The danger for the ruling party, as we inch closer to the 2027 election cycle, is that voters do not cast ballots based on the balance in the foreign reserve account. They vote on the price of bread. They vote on whether their children are in school or at home due to strikes. They vote on security.
The celebration of the $46 billion reserve is justified but must be tempered with emotional intelligence. To a populace that has been asked to endure temporary pain for nearly three years, flaunting abstract figures can feel less like an achievement and more like a disconnect. If the country is getting richer, why are the people getting poorer?
The Shell announcement is a welcome vote of confidence, but we have heard billion-dollar promises before. The transition from MoU (Memorandum of Understanding) to FID (Final Investment Decision) is often where these dreams die. The government must move beyond announcing the promise of money to ensuring the deployment of capital that creates actual jobs.

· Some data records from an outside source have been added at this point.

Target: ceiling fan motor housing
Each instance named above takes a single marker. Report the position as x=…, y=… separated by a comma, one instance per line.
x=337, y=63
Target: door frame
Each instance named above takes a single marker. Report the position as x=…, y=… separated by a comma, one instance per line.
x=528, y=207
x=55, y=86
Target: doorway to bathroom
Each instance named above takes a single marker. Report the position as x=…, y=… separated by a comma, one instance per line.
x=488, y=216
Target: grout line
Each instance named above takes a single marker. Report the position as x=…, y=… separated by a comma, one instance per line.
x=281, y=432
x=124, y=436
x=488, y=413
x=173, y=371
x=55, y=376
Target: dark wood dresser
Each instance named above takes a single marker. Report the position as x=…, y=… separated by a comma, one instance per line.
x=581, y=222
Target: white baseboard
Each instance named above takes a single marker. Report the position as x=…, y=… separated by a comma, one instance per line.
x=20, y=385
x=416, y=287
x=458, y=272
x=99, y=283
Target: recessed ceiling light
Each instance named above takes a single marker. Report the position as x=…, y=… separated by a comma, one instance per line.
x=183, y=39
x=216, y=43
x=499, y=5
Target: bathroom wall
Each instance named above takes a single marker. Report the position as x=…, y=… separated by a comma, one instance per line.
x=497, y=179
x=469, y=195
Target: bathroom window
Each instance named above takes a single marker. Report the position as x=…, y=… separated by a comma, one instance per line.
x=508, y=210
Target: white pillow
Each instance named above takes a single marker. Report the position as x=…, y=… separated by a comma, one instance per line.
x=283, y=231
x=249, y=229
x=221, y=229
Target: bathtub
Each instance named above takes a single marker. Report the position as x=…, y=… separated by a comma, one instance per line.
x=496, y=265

The Tinubu administration has successfully swallowed the bitter pill of structural reform. It has fixed the plumbing of the financial system. Now, it must urgently focus on the wiring of social welfare. The impressive external reserves must be deployed strategically to stabilize the exchange rate in a way that the market actually feels. The gains of these reforms must move from the spreadsheets of the Central Bank to the pockets of the market woman.
Until the $46 billion reserve translates into cheaper fuel, affordable food, and a stable exchange rate for the importer in Idumota or Alaba, it remains just a number. And numbers, no matter how impressive, cannot be eaten.